Ultimately, high-quality data is necessary to develop new therapies. The patients waiting for new therapies are not waiting for us to check all the boxes we have in the past. Our obligation is to move efficiently, without sacrificing the rigor that makes our science trustworthy.
In this way, agility, properly understood, is not a small company advantage but one that belongs to any team willing to ask the right questions.
About The Author:
Guru Reddy, Ph.D., joined Unicycive in 2022 as vice president of preclinical R&D. Dr. Reddy has more than 25 years of R&D experience in the biopharmaceutical industry. Prior to joining Unicycive, he worked at Spectrum Pharmaceuticals for 15 years, where he held R&D roles with increasing responsibilities serving most recently as the vice president of preclinical R&D. He was responsible for the preclinical development and clinical pharmacology of a large product pipeline culminating in multiple NDA submissions and full regulatory approval of four drugs from the FDA.
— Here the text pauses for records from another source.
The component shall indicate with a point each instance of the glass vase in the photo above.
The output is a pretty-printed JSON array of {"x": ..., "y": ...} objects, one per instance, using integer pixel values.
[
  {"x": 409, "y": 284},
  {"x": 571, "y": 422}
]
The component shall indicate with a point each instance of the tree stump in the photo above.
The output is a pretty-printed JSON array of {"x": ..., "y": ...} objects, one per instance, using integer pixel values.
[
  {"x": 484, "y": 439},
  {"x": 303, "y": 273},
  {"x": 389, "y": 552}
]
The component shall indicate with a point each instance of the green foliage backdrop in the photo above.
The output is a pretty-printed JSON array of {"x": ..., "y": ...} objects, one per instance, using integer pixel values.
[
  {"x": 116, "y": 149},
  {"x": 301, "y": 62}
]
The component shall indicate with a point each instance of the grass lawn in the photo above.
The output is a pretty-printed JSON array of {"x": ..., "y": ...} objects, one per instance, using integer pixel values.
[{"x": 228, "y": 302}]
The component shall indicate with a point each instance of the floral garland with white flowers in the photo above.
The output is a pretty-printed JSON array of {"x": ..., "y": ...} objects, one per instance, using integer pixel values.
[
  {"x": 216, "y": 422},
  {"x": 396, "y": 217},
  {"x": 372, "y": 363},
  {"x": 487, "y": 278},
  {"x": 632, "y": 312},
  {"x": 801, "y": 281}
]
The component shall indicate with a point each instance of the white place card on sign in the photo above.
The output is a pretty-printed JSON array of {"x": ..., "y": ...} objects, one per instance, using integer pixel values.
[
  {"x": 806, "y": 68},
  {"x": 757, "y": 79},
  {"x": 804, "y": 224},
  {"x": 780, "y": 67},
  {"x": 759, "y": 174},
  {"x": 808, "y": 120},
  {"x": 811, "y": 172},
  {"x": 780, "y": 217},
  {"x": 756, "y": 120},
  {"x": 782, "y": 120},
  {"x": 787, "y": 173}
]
Dr. Reddy has a wide range of experience in drug development, including preclinical research & development, early clinical development, and regulatory strategy.
Dr. Reddy earned his Ph.D. in biochemistry from the University of Poona/National Chemical Laboratory in India and obtained his post-doctoral training at Yale University. He is an inventor on 17 granted U.S. patents and has co-authored over 50 peer-reviewed publications.